On 10/24/19 6:08 PM, Marvin Liu wrote:
> Packed ring has more compact ring format and thus can significantly
> reduce the number of cache miss. It can lead to better performance.
> This has been approved in virtio user driver, on normal E5 Xeon cpu
> single core performance can raise 12%.
>
> http://mails.dpdk.org/archives/dev/2018-April/095470.html
>
> However vhost performance with packed ring performance was decreased.
> Through analysis, mostly extra cost was from the calculating of each
> descriptor flag which depended on ring wrap counter. Moreover, both
> frontend and backend need to write same descriptors which will cause
> cache contention. Especially when doing vhost enqueue function, virtio
> refill packed ring function may write same cache line when vhost doing
> enqueue function. This kind of extra cache cost will reduce the benefit
> of reducing cache misses.
>
> For optimizing vhost packed ring performance, vhost enqueue and dequeue
> function will be split into fast and normal path.
>
> Several methods will be taken in fast path:
> Handle descriptors in one cache line by batch.
> Split loop function into more pieces and unroll them.
> Prerequisite check that whether I/O space can copy directly into mbuf
> space and vice versa.
> Prerequisite check that whether descriptor mapping is successful.
> Distinguish vhost used ring update function by enqueue and dequeue
> function.
> Buffer dequeue used descriptors as many as possible.
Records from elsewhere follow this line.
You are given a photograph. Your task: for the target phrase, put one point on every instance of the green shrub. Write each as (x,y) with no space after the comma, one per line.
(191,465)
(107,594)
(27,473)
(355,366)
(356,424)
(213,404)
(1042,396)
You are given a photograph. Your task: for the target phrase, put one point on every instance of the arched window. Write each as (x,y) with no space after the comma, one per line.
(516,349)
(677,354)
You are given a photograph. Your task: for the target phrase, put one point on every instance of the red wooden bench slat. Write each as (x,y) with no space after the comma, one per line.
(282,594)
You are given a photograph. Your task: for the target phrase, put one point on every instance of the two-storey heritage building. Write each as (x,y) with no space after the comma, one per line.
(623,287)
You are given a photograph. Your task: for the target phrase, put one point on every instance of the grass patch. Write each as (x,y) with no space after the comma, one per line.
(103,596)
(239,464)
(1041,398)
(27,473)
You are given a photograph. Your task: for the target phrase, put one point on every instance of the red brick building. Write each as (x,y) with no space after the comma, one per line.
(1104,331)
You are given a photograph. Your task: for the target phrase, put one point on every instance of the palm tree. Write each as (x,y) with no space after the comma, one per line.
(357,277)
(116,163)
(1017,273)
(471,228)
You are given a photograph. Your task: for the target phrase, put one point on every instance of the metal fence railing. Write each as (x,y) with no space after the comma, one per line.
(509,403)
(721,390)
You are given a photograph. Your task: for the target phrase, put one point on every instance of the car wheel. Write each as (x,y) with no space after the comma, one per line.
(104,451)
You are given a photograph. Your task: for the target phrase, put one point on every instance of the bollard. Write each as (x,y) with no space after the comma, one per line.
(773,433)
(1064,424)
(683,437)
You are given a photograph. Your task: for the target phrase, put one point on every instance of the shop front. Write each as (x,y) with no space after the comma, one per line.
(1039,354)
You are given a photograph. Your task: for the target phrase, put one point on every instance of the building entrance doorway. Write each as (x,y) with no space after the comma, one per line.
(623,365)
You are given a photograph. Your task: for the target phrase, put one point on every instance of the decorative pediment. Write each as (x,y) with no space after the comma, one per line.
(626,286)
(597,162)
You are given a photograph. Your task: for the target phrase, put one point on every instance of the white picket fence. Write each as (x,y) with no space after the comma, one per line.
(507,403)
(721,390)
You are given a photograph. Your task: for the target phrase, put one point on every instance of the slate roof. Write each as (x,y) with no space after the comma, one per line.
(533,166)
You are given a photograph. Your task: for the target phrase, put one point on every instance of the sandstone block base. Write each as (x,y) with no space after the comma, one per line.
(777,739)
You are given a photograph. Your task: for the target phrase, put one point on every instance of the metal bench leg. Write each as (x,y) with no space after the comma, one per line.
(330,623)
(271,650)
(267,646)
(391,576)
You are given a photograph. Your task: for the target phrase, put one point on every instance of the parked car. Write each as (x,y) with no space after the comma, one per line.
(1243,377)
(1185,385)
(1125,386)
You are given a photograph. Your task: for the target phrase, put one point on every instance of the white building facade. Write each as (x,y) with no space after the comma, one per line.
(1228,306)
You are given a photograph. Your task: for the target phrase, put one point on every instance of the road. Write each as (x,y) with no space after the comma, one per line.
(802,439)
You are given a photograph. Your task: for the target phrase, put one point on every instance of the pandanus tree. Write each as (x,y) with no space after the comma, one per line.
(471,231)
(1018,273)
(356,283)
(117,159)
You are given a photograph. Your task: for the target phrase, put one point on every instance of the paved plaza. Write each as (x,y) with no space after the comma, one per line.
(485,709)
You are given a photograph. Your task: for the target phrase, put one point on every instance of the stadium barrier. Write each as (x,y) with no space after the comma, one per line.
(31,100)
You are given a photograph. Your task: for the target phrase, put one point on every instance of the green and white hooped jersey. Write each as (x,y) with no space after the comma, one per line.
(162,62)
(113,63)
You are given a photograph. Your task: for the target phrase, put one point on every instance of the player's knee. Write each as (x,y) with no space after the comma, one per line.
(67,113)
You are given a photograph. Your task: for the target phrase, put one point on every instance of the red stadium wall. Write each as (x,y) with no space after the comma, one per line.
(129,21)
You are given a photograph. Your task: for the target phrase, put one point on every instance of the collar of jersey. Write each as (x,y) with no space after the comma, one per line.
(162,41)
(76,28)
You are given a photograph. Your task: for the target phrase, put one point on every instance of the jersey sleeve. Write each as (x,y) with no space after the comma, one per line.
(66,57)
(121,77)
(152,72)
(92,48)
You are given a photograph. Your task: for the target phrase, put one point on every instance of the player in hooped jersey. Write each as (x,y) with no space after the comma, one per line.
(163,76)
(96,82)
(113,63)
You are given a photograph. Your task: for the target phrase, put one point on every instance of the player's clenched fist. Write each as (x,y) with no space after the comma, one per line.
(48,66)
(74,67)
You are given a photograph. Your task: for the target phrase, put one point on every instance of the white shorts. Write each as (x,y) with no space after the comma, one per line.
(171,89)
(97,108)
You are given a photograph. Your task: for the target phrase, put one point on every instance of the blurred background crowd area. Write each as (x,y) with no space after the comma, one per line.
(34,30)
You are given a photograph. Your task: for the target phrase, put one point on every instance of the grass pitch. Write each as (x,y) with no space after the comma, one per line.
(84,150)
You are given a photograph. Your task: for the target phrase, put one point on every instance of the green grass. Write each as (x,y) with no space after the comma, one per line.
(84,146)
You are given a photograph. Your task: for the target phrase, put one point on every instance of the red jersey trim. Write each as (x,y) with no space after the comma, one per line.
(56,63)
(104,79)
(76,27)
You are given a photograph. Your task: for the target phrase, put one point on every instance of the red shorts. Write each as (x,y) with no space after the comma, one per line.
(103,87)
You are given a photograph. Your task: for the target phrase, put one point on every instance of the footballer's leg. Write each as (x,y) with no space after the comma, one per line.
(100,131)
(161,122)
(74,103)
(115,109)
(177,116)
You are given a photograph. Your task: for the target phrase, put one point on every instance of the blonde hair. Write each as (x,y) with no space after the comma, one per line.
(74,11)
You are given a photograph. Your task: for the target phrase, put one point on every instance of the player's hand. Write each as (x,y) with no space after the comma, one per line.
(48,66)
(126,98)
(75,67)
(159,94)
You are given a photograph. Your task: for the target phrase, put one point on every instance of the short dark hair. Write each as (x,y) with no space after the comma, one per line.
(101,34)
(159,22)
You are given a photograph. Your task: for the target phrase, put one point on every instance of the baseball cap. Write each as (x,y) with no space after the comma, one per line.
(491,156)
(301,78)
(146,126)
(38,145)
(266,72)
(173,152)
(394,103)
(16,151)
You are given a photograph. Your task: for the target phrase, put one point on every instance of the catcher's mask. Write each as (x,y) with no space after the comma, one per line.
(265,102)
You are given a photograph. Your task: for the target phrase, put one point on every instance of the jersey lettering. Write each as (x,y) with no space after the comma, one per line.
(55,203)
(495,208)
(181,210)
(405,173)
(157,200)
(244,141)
> Update enqueue used descriptors by cache line.
>
> After all these methods done, single core vhost PvP performance with 64B
> packet on Xeon 8180 can boost 35%.
>
> v9:
> - Fix clang build error
>
> v8:
> - Allocate mbuf by virtio_dev_pktmbuf_alloc
>
> v7:
> - Rebase code
> - Rename unroll macro and definitions
> - Calculate flags when doing single dequeue
>
> v6:
> - Fix dequeue zcopy result check
>
> v5:
> - Remove disable sw prefetch as performance impact is small
> - Change unroll pragma macro format
> - Rename shadow counter elements names
> - Clean dequeue update check condition
> - Add inline functions replace of duplicated code
> - Unify code style
>
> v4:
> - Support meson build
> - Remove memory region cache for no clear performance gain and ABI break
> - Not assume ring size is power of two
>
> v3:
> - Check available index overflow
> - Remove dequeue remained descs number check
> - Remove changes in split ring datapath
> - Call memory write barriers once when updating used flags
> - Rename some functions and macros
> - Code style optimization
>
> v2:
> - Utilize compiler's pragma to unroll loop, distinguish clang/icc/gcc
> - Buffered dequeue used desc number changed to (RING_SZ - PKT_BURST)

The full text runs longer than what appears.